On the downside, the authors of some early chapters assume the readers to have a basic understanding of skin biology, including keratinocyte differentiation, epidermal structure and stratum corneum barrier formation. It is not until Chapter 11 that authors Lee, Nasir and Wong introduce skin biology basics and present an overview of transdermal drug delivery, albeit in the context of cancer. An opening tutorial chapter introducing skin biology and nanotechnology is lacking, and would better equip nonscientists and students to gain a wider appreciation of the content in subsequent chapters. Some chapters lack a focused discussion of the analytic instrumentation used to detect nanomaterials in tissues, and the issues of instrument detection sensitivity limits are principally ignored. While author Elston (Chapter 19) provides considerable detail on the use of in situ hybridization, PCR and direct fluorescent antibody assays for use in diagnosing infection from a histologic perspective, some may consider these techniques as successful applications of advances made in molecular biology rather than nanotechnology.
Conclusion
In conclusion, this book is distinguished by the diversity of topics covered on the application of nanotechnology to skin care; ranging from the development of consumer products and novel therapeutics to policy regulation, intellectual property protection and public communication.
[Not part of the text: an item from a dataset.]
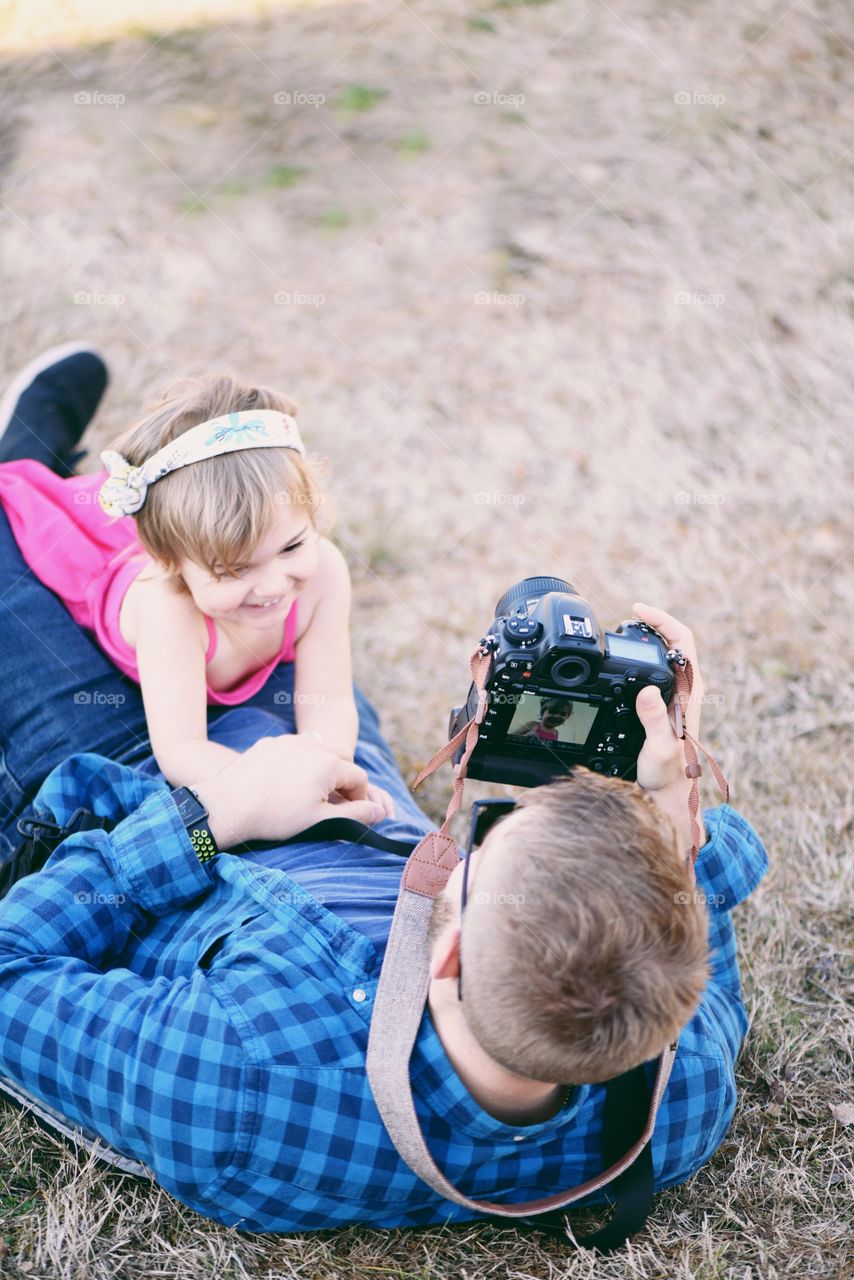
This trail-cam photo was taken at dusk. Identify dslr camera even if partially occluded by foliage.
[449,577,675,787]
It clearly informs the reader on how the application of nanotechnology to skin care will impact patient and consumer health and well-being, both now and in the future. Since skin is the largest organ of the body and it is relatable to all human beings through a social perception of health and beauty, this book will surely appeal to a very diverse audience.
Financial & competing interests disclosure
The author has no relevant affiliations or financial involvement with any organization or entity with a financial interest in or financial conflict with the subject matter or materials discussed in the manuscript. This includes employment, consultancies, honoraria, stock ownership or options, expert testimony, grants or patents received or pending, or royalties.
No writing assistance was utilized in the production of this manuscript.